We weren’t disappointed by that main having been struck from the list, though, because we’d already decided on other items, one of which took our breath away. Skinner’s artistry is at its most striking in the Zucchini, which has white, blue, and purple edible blossoms along with red and yellow plum tomatoes and candied olives brightening a big mound of tagliatelle “noodles” made from the summer squash. It all rests atop a thick foundation of rosé sauce made with tomatoes and cashews.
I was surprised the dish was served cold, but a second glance at the menu proved this minor shock was entirely due to my own oversight. In brackets after certain menu descriptions is the item’s dietary standing, and the Zucchini came with this one: “(GF/RAW/V)”—meaning gluten-free, raw, and vegan. I’m not sure how I missed that, but I suspect this number would be equally as satisfying cooked, maybe with that arugula-basil pesto.
The Halloumi is as eye-catching as it is tasty too, three big sticks of house-made, beer-battered, deep-fried cheese topping a tower made of bright green smashed peas and a fried zucchini pancake.
Local strawberries, blueberries, and raspberries along with house-made ricotta cheese dot the refreshing Berry salad, which goes beyond the usual leafy greens with interesting additions such as squash leaves in an orange–poppy seed vinaigrette.

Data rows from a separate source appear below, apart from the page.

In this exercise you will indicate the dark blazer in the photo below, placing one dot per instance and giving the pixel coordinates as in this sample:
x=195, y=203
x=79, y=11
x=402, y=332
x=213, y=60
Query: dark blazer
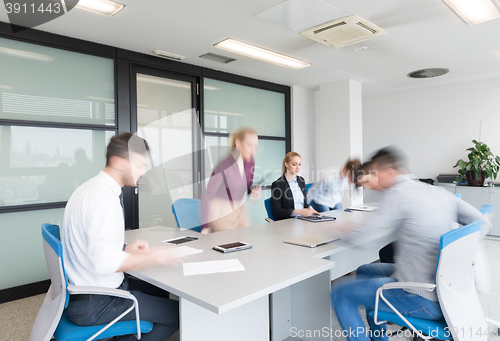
x=282, y=198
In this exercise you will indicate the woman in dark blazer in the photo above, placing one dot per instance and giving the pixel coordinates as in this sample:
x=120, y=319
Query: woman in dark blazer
x=288, y=193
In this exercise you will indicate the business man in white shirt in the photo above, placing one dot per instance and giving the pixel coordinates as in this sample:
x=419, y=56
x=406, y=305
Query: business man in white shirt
x=92, y=236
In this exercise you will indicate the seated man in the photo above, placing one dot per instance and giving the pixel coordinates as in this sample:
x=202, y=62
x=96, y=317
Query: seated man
x=92, y=236
x=419, y=215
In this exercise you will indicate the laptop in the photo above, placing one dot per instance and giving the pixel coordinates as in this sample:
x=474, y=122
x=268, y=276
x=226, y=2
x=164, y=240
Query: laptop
x=317, y=218
x=312, y=240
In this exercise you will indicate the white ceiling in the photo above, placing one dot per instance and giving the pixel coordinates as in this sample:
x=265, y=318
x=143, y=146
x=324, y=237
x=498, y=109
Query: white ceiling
x=421, y=34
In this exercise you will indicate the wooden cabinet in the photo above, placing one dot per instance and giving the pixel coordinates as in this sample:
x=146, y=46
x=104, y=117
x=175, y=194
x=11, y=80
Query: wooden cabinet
x=495, y=200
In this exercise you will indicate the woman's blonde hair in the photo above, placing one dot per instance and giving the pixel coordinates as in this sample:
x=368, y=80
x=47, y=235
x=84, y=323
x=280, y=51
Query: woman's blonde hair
x=287, y=158
x=239, y=134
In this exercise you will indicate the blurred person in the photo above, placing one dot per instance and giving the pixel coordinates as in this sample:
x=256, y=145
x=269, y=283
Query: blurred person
x=223, y=203
x=92, y=236
x=326, y=194
x=288, y=193
x=419, y=214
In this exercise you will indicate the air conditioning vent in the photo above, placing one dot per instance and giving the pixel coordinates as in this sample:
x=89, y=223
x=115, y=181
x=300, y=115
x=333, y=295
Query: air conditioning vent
x=366, y=27
x=217, y=58
x=342, y=23
x=343, y=32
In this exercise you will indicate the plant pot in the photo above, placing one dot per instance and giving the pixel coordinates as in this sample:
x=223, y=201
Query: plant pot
x=473, y=181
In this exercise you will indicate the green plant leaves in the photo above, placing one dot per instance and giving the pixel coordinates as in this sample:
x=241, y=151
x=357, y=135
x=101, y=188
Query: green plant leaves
x=480, y=158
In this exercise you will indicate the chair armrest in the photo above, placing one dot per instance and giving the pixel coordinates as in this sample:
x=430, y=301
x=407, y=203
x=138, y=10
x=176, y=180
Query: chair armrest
x=409, y=285
x=75, y=290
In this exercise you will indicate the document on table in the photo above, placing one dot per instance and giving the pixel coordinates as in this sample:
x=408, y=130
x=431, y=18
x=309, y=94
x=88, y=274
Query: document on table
x=363, y=208
x=180, y=251
x=201, y=268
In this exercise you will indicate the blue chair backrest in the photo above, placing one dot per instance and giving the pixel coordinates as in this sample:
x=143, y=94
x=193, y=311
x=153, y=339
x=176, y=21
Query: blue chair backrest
x=309, y=186
x=487, y=209
x=454, y=235
x=51, y=234
x=187, y=213
x=267, y=204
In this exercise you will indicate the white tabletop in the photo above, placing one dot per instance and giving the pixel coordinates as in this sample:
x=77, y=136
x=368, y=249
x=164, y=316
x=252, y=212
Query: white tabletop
x=267, y=270
x=270, y=265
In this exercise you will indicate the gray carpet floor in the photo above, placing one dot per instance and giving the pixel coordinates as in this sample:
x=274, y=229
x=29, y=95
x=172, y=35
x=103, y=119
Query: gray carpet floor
x=17, y=317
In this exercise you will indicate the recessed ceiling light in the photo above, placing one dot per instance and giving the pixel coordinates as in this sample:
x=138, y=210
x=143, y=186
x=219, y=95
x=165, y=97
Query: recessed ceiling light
x=105, y=7
x=26, y=54
x=261, y=54
x=168, y=55
x=357, y=49
x=217, y=58
x=476, y=11
x=428, y=73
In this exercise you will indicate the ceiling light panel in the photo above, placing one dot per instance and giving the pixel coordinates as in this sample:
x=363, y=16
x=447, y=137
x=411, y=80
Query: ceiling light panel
x=105, y=7
x=261, y=54
x=475, y=11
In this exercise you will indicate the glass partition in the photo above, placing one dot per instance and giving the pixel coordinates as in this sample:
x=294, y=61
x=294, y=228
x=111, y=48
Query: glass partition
x=22, y=256
x=165, y=119
x=229, y=106
x=40, y=165
x=40, y=83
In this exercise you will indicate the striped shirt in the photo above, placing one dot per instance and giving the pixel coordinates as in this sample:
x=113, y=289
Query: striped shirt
x=419, y=214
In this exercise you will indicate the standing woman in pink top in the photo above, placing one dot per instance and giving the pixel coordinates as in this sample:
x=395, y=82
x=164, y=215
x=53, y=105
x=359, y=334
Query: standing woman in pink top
x=223, y=203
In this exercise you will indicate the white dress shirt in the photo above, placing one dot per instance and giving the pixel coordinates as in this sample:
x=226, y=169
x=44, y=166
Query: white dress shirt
x=92, y=234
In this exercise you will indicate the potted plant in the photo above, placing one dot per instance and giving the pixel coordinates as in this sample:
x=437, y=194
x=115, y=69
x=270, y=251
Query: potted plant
x=482, y=164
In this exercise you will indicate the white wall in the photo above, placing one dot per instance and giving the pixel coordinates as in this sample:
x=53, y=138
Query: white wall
x=434, y=126
x=303, y=128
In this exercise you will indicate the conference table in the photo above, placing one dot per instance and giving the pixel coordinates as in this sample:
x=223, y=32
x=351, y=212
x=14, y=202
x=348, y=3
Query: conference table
x=283, y=291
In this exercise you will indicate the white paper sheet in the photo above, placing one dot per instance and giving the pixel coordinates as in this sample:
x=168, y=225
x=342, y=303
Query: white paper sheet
x=363, y=208
x=200, y=268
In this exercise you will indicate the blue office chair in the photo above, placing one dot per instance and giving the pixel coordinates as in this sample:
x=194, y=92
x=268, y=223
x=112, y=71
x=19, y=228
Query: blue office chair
x=454, y=285
x=51, y=320
x=309, y=185
x=187, y=213
x=269, y=210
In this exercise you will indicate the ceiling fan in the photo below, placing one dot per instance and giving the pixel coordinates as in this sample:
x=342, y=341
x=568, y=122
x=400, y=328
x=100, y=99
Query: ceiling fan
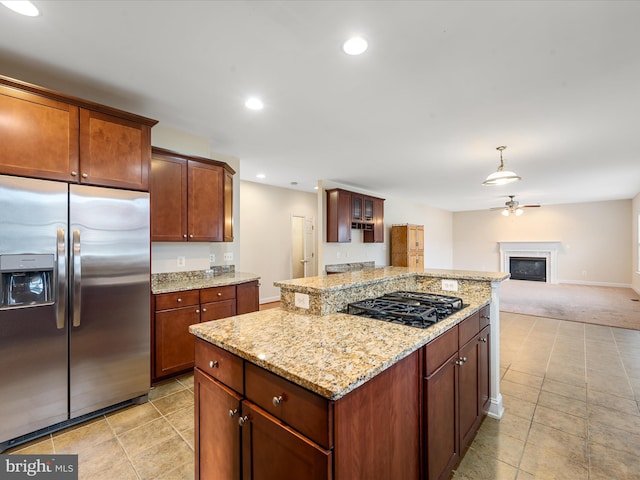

This is a good match with the artichoke-and-preserved-lemon pâté, a comforting starter served with garlic-tarragon crostini and chunky walnuts.
The only dish that disappointed was the Peanut, a raw dessert consisting of a maple-peanut terrine with a little bit of chocolate ganache, raspberry coulis, whipped coconut, lemon thyme, and sea salt on the side. It was oddly flavourless, maybe because it was served very cold. Next time I’d get the lavender crème brûlée. (I’d also try the peach- and basil-infused white-wine sangria, though there was certainly nothing underwhelming about the Kettle Valley Pinot Noir.)
The Acorn has a late-night liquor licence and bar menu, which will appeal to those looking for a healthy midnight snack. More than a welcoming hangout, though, it’s pushing the boundaries of vegetarian cuisine, abandoning predictable dishes based on brown rice and tofu in favour of progressive plates with personality. Dinner for two with four drinks, two starters, two mains, a direct-trade coffee, and a shared (but unfinished) dessert came to $109 before tax and tip. I love burgers, but I’ll be back.